Today we live in a world that sees very little value to corporate weekly worship. Worship attendance in North America is at an all-time low and many factors influence those statistics. In some ways, it is an economic issue, a vocational issue, a scheduling issue. Yet, perhaps it is also – to some degree – that old heresy of Gnosticism rearing its ugly head; whispering into our ears that there is no sacred space or time; that “embodiment” is meaningless; that the physical and ritual are worthless. Yet we confess faith in a God who took on flesh; who chose to enter into time and space. We confess faith in a God who instructed Jacob to establish a monument to give witness to his encounter with God. In this morning’s scripture, over the course of nine verses, the word “place” is used six times. Friends, place does matter. Matter matters. We are not disembodied souls. We live out God’s call over our lives in time and space. Along our life’s journey, we return to this space space on a regular basis to worship, to remember, and to renew our covenant with God. Otherwise, we risk drifting aimlessly; we risk a state of spiritual amnesia in which we no longer know who we are and whose we are, what day it is or where we are going; we no longer remember the purpose of our lives or the relationships that define us. Knowing who and whose we are, knowing how we have been called to live as inheritors of God’s covenant and promises, changes how we live. And even when we stumble, even when we act in selfish or reckless ways as Jacob did, God calls us to return to the place where, in our baptisms, God first spoke to us saying, “I will not leave you until I have done what I have promised you… Know that I am with you…”[iii]

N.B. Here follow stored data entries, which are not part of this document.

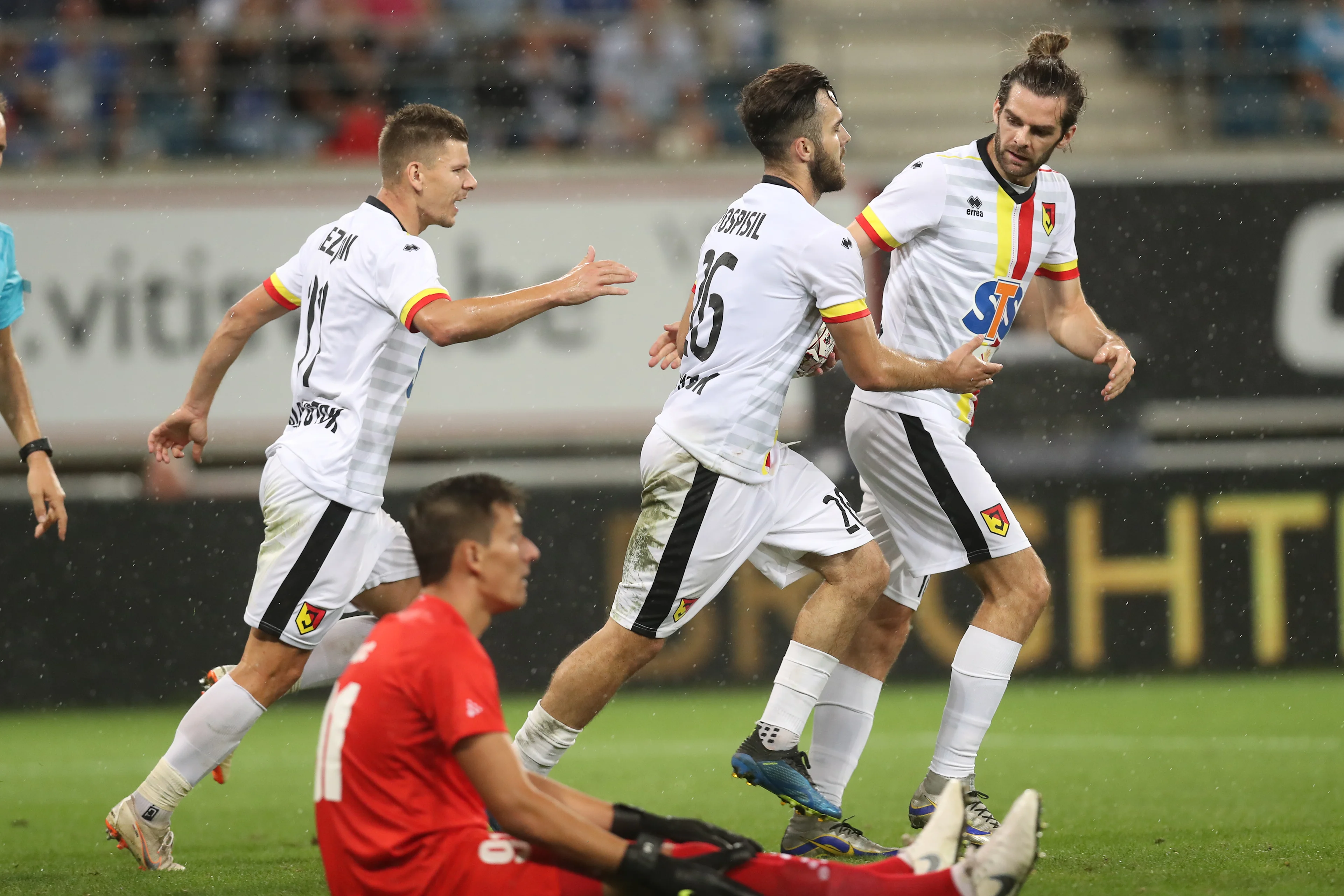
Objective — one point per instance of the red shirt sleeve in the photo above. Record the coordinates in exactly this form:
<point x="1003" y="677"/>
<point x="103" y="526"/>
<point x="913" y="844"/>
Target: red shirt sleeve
<point x="464" y="694"/>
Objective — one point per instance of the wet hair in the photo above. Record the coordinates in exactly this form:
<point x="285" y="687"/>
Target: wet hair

Friends, over these next several weeks, we will discuss stewardship here at Trinity. Stewardship reveals the way in which we exercise care over that which we value, that which has been entrusted to us. This building, this sanctuary, is a sacred and awesome place, a place of divine encounter. Our ancestors exercised stewardship over this place because it was of value to them in their sacred journey. And the baton has now been passed to us. When we give to the church, even when our money is used to pay something as mundane as the gas bill, it is not ultimately about a utility bill. Ultimately, we are acting as stewards over this sacred place; a place of divine encounter; a place to which God calls us to return week after week, month after month, year after year to pour out our offerings, to offer up our worship, to remember and renew our commitments, and to hear again God’s call upon our lives so that, through us, all the people of the earth might be blessed.
[i] Genesis 28:16
[ii] New Interpreter’s Bible: a Commentary in Twelve Volumes. Abingdon Press. 1994. Vol. 1, p. 541.